Ja, ein ergänzendes Schutzzertifikat (SPC) kann grundsätzlich auf Basis eines Einheitspatents (europäisches Patent mit einheitlicher Wirkung) beantragt werden. Das SPC selbst bleibt aber national – trotz Einheitspatent muss das SPC weiterhin in jedem Mitgliedstaat separat bei der zuständigen nationalen Behörde beantragt werden. Es gibt bisher kein einheitliches SPC, jedoch Pläne, zukünftig ein einheitliches SPC zu schaffen.

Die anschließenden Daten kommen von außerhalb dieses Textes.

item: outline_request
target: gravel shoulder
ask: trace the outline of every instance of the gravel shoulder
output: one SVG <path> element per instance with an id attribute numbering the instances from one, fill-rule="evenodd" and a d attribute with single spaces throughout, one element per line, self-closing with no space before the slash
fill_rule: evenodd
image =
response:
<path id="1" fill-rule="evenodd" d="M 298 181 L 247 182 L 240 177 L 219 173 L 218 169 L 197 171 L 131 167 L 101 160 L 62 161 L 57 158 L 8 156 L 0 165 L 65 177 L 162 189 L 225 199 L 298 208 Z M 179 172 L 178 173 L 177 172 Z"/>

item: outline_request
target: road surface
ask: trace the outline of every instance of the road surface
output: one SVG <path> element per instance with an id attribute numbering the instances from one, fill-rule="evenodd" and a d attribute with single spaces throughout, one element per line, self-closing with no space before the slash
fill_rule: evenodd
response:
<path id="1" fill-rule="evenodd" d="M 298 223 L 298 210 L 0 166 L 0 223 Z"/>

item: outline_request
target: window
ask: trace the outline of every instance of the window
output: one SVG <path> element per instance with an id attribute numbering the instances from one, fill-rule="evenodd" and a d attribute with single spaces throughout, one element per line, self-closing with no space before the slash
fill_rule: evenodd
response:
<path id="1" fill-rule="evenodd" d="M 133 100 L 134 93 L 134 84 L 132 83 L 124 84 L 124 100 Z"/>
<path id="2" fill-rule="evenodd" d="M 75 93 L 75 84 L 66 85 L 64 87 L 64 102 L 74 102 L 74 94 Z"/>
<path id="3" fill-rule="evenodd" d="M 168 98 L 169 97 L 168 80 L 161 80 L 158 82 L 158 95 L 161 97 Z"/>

Wann sollte ein Patentanwalt für die Beantragung eines Schutzzertifikats hinzugezogen werden?
Ein Patentanwalt sollte so früh wie möglich – idealerweise bereits vor Ablauf der Antragsfrist – hinzugezogen werden. Die SPC-Beantragung ist komplex und fehleranfällig, daher ist fachliche Beratung dringend empfohlen, insbesondere für:
- Fristenprüfung – Die 6-Monats-Frist ist absolut; Versäumnisse können nicht geheilt werden
- Komplexer Produktdefinition – Abgrenzung zwischen Wirkstoff, Kombination und Indikation ist rechtlich heikel
- Mehreren Schutzländern – Koordinierte Antragstellung in verschiedenen EU-Staaten
- Unklarer Schutzbereichsprüfung – Ist das Produkt vom Grundpatent gedeckt?
Risiken ohne Anwalt:
- Fristversäumnis (unwiderruflicher Verlust des SPC)
- Formfehler bei Antragstellung
- Falsche Berechnung der Schutzdauer
- Unvollständige Dokumentation
Eine professionelle Beratung sichert den wirtschaftlich wertvollen SPC-Schutz ab.